Maxine, the church gossip and self-appointed authority of the church’s morals, kept sticking her nose in the other members’ private lives. Church members couldn’t stand her activities, but feared her enough to keep their silence.

She made a mistake, however, when she accused George, a new member of the church, of being an alcoholic after she saw his pickup truck parked in front of the town’s only bar one afternoon.

She commented to George and others that everyone seeing it there would know what he was doing.

George, a man of few words, stared at her for a moment and just walked away. He didn’t explain, defend or deny; he said nothing.

Later that evening, George quietly parked his pickup in front of Maxine’s house — and left it there all night!

Have you noticed there are those who believe themselves to be morally superior to those around them? They tend to look down their noses at others who are not as “perfect” as they are themselves.

Behind this sense of moral superiority is often a deep-seated anger that is the result of being hurt deeply. At some point, such a person was belittled in such a painful way that, in an unconscious attempt to regain a sense of confidence and acceptance, they have a need to put down others to build up themselves.
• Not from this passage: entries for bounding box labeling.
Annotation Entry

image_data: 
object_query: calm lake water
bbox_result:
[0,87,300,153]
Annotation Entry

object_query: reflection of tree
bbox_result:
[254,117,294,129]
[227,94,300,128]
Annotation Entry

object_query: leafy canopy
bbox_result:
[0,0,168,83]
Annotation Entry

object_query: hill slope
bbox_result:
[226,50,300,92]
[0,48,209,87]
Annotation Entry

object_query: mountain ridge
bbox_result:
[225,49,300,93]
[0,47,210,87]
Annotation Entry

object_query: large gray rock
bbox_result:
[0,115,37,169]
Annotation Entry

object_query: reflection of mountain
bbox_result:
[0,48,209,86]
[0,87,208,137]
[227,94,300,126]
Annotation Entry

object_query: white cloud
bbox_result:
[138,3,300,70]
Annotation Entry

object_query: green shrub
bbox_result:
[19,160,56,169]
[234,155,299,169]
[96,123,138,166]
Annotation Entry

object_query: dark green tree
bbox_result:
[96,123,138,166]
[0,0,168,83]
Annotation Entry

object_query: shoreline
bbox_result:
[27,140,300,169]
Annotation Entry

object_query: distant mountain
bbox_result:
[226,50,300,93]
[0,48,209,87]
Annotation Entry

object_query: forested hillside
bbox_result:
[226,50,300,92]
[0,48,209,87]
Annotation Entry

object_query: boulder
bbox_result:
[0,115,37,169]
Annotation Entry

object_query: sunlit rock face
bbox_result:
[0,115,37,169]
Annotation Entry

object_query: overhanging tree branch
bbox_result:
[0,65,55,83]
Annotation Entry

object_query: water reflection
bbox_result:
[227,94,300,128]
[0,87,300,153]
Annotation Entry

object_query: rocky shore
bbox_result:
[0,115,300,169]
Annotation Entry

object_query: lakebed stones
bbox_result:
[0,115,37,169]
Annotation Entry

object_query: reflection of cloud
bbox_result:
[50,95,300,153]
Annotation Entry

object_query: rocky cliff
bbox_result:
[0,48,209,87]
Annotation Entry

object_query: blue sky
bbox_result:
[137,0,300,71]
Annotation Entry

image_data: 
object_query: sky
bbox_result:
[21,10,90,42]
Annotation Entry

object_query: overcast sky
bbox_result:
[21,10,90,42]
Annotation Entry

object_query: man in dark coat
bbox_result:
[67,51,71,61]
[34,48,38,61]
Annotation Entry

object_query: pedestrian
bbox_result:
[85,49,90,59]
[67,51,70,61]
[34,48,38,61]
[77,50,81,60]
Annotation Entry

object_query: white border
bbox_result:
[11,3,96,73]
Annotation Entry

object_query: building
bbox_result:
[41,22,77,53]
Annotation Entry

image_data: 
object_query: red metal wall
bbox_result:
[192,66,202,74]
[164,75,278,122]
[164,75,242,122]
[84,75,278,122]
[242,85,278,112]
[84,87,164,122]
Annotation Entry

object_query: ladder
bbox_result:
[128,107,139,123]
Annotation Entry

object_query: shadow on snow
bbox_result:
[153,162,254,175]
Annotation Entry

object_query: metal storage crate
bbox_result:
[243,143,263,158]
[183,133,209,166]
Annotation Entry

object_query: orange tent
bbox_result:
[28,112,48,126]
That is quite a shame. It is an example of how a harsh, impulsive comment can injure a person for life. And such a hurt can continuously perpetuate itself.
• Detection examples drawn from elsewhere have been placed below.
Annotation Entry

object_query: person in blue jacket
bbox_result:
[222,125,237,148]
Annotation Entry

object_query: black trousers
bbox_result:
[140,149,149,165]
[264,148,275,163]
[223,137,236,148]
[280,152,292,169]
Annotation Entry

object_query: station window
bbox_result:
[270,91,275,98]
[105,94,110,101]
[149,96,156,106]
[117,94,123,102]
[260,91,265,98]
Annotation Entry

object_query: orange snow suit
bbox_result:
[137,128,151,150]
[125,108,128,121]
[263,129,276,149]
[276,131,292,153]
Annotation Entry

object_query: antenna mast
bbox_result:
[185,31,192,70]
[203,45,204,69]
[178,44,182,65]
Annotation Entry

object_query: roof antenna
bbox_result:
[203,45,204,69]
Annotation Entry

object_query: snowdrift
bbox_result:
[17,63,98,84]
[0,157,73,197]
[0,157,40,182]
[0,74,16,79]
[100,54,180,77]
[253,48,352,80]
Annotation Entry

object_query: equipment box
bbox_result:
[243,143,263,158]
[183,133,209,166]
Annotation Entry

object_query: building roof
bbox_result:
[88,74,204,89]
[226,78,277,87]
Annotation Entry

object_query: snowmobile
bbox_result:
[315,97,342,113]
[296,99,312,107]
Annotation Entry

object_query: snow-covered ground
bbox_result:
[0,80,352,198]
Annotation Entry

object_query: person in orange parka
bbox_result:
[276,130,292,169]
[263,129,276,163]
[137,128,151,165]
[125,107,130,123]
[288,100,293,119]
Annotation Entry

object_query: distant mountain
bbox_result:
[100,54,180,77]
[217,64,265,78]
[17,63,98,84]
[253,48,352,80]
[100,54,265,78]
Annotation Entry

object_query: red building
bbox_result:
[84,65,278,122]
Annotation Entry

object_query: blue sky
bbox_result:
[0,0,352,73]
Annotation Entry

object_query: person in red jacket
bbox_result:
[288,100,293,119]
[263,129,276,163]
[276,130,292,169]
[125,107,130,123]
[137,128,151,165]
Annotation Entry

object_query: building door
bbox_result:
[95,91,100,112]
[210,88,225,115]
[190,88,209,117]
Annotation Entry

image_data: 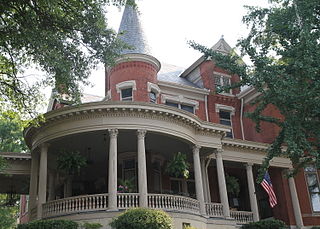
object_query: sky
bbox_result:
[84,0,268,96]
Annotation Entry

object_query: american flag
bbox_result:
[261,172,277,208]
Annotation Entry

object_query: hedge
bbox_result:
[110,208,173,229]
[241,219,288,229]
[17,220,78,229]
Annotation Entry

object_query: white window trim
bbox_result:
[116,80,137,101]
[304,167,320,214]
[213,71,234,96]
[147,82,161,98]
[216,103,236,115]
[216,103,236,138]
[161,95,199,110]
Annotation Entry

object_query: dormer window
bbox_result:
[149,91,157,103]
[121,88,132,101]
[116,80,137,101]
[213,72,232,94]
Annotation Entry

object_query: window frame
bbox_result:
[213,72,233,96]
[304,165,320,214]
[216,104,235,139]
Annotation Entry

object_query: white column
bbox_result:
[48,171,56,201]
[200,157,209,203]
[216,149,230,218]
[289,174,304,229]
[137,130,148,208]
[246,163,259,222]
[108,129,118,210]
[193,145,206,215]
[37,144,49,219]
[28,151,39,216]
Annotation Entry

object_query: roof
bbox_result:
[158,63,199,88]
[181,36,232,77]
[118,1,151,55]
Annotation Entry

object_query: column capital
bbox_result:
[108,129,119,138]
[245,162,254,169]
[137,129,147,139]
[192,145,201,153]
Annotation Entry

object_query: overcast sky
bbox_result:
[85,0,268,96]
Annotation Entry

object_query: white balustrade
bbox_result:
[230,211,253,224]
[148,194,200,214]
[206,203,223,217]
[42,194,108,218]
[117,193,139,209]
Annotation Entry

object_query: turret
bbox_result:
[106,0,160,102]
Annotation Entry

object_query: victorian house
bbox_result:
[0,1,320,229]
In the book of James, we are cautioned about the language we use. In chapter three we read, “The tongue is a flame of fire. It is a whole world of wickedness, corrupting your entire body. It can set your whole life on fire, for it is set on fire by hell itself. People can tame all kinds of animals, birds, reptiles, and fish, but no one can tame the tongue. It is restless and evil, full of deadly poison.”
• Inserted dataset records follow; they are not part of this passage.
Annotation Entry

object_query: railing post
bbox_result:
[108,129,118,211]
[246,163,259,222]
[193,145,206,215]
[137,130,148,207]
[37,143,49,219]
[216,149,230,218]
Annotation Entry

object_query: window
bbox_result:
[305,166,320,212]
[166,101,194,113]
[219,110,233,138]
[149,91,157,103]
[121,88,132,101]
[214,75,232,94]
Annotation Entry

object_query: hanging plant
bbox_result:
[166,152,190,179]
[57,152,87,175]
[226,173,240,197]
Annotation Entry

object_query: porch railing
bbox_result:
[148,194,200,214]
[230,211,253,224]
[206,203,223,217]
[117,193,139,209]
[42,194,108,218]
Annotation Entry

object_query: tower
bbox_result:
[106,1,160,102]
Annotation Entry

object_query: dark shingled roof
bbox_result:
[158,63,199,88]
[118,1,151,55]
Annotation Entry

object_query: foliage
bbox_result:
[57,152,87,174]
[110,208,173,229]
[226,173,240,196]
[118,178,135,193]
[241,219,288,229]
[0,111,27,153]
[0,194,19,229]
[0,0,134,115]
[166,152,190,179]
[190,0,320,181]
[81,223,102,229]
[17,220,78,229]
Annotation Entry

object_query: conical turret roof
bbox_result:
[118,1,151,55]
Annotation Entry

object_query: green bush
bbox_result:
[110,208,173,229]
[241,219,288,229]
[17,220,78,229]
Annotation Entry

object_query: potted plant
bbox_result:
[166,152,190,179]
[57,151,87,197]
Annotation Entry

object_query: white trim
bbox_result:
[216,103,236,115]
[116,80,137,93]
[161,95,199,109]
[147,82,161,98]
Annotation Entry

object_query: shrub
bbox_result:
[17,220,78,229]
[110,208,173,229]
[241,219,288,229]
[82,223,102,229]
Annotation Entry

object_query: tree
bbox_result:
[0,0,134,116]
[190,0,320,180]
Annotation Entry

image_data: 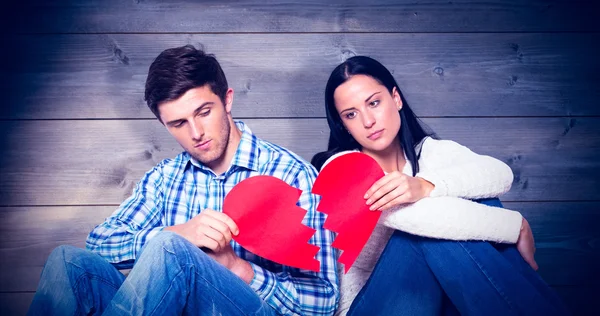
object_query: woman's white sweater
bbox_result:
[325,138,522,315]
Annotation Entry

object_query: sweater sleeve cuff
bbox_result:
[497,211,523,244]
[416,172,448,197]
[250,262,275,302]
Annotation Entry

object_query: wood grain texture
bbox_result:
[0,286,600,316]
[0,118,600,205]
[0,202,600,292]
[2,0,600,33]
[0,33,600,119]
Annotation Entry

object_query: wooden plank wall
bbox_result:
[0,0,600,315]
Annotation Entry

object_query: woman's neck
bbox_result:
[362,140,406,173]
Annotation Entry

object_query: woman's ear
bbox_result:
[392,87,403,111]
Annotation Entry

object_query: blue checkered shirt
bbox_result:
[86,121,339,315]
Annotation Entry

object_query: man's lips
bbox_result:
[194,140,211,149]
[367,129,383,140]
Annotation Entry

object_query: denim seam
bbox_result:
[149,266,189,315]
[72,270,119,315]
[194,271,253,315]
[458,242,515,310]
[155,246,253,315]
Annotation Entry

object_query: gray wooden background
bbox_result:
[0,0,600,315]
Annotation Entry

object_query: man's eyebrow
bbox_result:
[165,101,215,126]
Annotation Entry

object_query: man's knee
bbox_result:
[142,231,193,254]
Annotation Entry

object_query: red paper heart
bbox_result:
[312,153,384,272]
[223,176,320,272]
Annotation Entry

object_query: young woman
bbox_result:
[312,56,568,315]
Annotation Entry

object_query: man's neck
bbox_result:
[207,119,242,175]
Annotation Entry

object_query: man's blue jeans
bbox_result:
[348,199,569,315]
[28,232,277,315]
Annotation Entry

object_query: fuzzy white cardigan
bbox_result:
[325,138,522,315]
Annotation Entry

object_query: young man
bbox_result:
[29,45,339,315]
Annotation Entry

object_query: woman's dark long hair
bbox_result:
[311,56,433,176]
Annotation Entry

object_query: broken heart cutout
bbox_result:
[312,152,385,273]
[223,176,321,272]
[223,153,384,272]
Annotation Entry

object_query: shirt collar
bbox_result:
[185,121,259,174]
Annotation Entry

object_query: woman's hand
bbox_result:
[364,171,434,211]
[517,217,538,271]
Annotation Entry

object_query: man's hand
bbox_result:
[517,217,538,271]
[165,209,239,252]
[364,171,434,211]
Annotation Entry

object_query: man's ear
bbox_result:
[225,88,233,114]
[392,87,403,111]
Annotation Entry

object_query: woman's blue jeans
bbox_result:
[348,199,569,315]
[28,232,276,315]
Be careful with the words you use. Think before you speak. There is great wisdom in the adage of counting to 10 before saying something in anger, because once the words are out, they cannot be taken back and the damage is already done.

Remember what Solomon said: “A soft answer turns away wrath, but a harsh word stirs up anger.”

The Rev. Mark Broadhead is pastor at Laurel Hill Presbyterian Church and First Presbyterian Church of Crestview.